Although current housing market conditions may be reminiscent of the period leading up to the Great Recession, an excellent job market and stricter lending standards should prevent another bubble from forming.

A realtor.com report says that the national median sales price was $236,000 in 2016, 2 percent higher than it was a decade earlier. Thirty-one of the nation’s 50 largest metro areas have seen home prices return to prerecession levels, including the Bay Area’s two largest cities.

In the San Jose metropolitan area, the median home price was $1,014,864 last year, making it the nation’s only seven-figure major housing market. Prices in San Jose were 31.5 percent higher than they were in 2006, but even that significant growth was not enough to rank it in the top 10 U.S. markets for highest appreciation. The median home price in the San Francisco metro area rose by a more modest 9.6 percent over the past decade, ending 2016 at $825,370.

Several recent reports, including one from Freddie Mac, say that the chances of another housing bubble are low, and realtor.com’s analysis supports those theories.

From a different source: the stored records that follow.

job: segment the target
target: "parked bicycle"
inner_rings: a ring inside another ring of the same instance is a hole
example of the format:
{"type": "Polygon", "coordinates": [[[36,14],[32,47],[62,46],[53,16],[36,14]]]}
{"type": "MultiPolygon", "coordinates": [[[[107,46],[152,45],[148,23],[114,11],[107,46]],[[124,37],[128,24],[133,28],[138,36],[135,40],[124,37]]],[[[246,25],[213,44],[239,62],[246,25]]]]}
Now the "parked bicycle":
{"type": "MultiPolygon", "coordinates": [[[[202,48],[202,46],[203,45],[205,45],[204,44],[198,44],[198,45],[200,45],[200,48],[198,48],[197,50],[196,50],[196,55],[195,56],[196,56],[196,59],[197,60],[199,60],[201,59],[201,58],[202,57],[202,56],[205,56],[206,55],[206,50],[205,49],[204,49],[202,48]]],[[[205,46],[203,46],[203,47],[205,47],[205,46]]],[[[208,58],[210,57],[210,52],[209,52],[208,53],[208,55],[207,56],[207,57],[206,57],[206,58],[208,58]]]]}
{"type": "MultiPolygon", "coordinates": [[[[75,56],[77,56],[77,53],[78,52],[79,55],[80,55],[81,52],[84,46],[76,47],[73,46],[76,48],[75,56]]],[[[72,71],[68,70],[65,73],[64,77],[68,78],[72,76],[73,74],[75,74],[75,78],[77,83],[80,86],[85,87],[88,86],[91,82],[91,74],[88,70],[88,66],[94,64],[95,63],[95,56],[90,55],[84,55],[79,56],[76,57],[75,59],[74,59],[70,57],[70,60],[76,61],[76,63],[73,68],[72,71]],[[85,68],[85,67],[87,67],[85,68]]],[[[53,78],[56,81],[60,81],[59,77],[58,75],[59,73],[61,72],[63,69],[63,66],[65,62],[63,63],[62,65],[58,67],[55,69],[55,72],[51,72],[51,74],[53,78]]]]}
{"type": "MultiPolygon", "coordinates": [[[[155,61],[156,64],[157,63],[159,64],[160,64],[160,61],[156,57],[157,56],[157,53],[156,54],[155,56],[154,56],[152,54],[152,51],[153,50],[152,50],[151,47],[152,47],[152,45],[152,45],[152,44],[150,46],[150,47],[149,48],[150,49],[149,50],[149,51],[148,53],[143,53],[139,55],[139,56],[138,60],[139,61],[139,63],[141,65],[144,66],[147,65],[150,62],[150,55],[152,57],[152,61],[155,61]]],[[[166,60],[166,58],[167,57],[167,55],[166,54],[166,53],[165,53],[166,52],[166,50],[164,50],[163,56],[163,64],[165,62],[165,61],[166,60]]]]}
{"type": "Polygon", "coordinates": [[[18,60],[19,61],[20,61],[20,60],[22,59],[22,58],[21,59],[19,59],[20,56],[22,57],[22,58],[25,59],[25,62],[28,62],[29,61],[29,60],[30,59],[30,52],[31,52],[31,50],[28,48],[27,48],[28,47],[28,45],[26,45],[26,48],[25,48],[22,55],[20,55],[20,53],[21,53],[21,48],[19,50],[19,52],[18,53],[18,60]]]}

“As we compare today’s market dynamics to those of a decade ago, it’s important to remember rising prices didn’t cause the housing crash,” realtor.com Chief Economist Danielle Hale said in a statement accompanying the report. “It was rising prices stoked by subprime and low documentation mortgages, as well as people looking for short term gains — versus today’s truer market vitality — that created the environment for the crash.”

Current lending standards are more stringent than they have been in two decades, which Hale says is critical to the housing market’s overall health. Americans also have better average credit scores than they did before the recession, 734 in 2017 compared with 700 in 2006.

Although the job market was solid in 2006, it is even stronger today. As of October, the U.S. unemployment rate was 4.1 percent, the lowest in 17 years. Unemployment rates are half of what they were during the recession in 60 percent of the largest U.S. metro areas. Both the San Jose and San Francisco metro areas had lower unemployment rates last year than they did in 2006, a respective 3.9 percent and 3.8 percent.